Syntax options:
LOCKING IS ROW LEVEL | LOCKING IS PAGE LEVEL
Specifies if locking is at the page or row level for the storage
area. This clause provides an alternative to requesting locks on
records. Specifying a lock level when you create a storage area
overrides the database default lock level. The default is ROW
LEVEL.
When many records are accessed in the same area and on the same
page, the LOCKING IS PAGE LEVEL clause reduces the number of lock
operations performed to process a transaction; however, this is
at the expense of reduced concurrency because these pages' locks
are held until COMMIT/ROLLBACK. Transactions that benefit most
with page-level locking are of short duration and also access
several database records on the same page.

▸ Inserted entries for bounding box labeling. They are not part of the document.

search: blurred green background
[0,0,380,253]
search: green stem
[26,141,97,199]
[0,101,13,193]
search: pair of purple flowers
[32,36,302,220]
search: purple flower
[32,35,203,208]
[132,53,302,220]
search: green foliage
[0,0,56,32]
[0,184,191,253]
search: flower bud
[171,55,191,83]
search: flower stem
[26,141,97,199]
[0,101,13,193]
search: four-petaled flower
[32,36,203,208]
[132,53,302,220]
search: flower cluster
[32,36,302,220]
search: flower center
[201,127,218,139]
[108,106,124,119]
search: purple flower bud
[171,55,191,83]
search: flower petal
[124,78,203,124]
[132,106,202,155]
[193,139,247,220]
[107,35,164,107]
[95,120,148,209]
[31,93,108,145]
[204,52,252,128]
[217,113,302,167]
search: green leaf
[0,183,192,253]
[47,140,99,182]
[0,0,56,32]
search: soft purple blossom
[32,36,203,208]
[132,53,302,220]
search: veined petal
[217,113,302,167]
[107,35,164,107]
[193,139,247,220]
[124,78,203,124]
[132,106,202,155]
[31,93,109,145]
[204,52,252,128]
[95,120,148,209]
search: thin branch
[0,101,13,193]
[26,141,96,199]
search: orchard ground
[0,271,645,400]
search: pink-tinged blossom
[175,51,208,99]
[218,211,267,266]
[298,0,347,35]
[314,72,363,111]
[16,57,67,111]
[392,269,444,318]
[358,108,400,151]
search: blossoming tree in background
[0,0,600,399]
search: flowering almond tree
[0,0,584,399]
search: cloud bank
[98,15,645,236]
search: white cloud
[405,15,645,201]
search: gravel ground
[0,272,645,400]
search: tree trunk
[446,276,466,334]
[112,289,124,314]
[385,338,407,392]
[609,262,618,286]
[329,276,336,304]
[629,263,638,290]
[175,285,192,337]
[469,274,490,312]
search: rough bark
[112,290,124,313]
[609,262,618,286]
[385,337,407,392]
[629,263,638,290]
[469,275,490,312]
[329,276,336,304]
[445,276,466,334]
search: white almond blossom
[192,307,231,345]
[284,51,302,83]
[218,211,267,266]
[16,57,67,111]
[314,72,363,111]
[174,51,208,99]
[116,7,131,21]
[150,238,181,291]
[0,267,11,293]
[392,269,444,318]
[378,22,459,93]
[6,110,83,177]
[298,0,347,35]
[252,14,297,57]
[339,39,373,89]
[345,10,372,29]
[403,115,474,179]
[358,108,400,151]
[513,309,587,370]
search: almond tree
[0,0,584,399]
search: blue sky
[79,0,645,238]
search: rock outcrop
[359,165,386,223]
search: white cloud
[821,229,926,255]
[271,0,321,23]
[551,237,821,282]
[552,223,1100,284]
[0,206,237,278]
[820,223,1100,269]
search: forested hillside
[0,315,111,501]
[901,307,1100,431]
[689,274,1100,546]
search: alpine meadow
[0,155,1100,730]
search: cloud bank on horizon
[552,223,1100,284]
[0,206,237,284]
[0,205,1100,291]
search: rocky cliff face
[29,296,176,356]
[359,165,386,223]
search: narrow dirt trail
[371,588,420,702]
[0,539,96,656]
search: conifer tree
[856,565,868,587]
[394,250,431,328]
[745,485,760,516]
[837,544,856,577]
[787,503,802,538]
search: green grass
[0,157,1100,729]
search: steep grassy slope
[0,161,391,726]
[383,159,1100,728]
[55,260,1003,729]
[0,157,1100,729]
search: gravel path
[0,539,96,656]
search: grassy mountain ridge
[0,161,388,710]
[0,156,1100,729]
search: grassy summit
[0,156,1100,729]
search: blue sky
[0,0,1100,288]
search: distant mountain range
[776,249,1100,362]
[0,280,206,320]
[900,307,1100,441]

However, to guarantee
consistency of the data in the absence of row locking these page
level locks must be held until the transaction ends with COMMIT
or ROLLBACK.
Use the LOCKING IS ROW LEVEL if transactions are long in duration
and lock many rows.
The LOCKING IS PAGE LEVEL clause causes fewer blocking ASTs
and provides better response time and utilization of system
resources. However, there is a higher contention for pages and
increased potential for deadlocks and long transactions may use
excessive locks.
Page-level locking is never applied to RDB$SYSTEM or the DEFAULT
storage-area, either implicitly or explicitly, because the
locking protocol can stall metadata users.
You cannot specify page-level locking on single-file databases.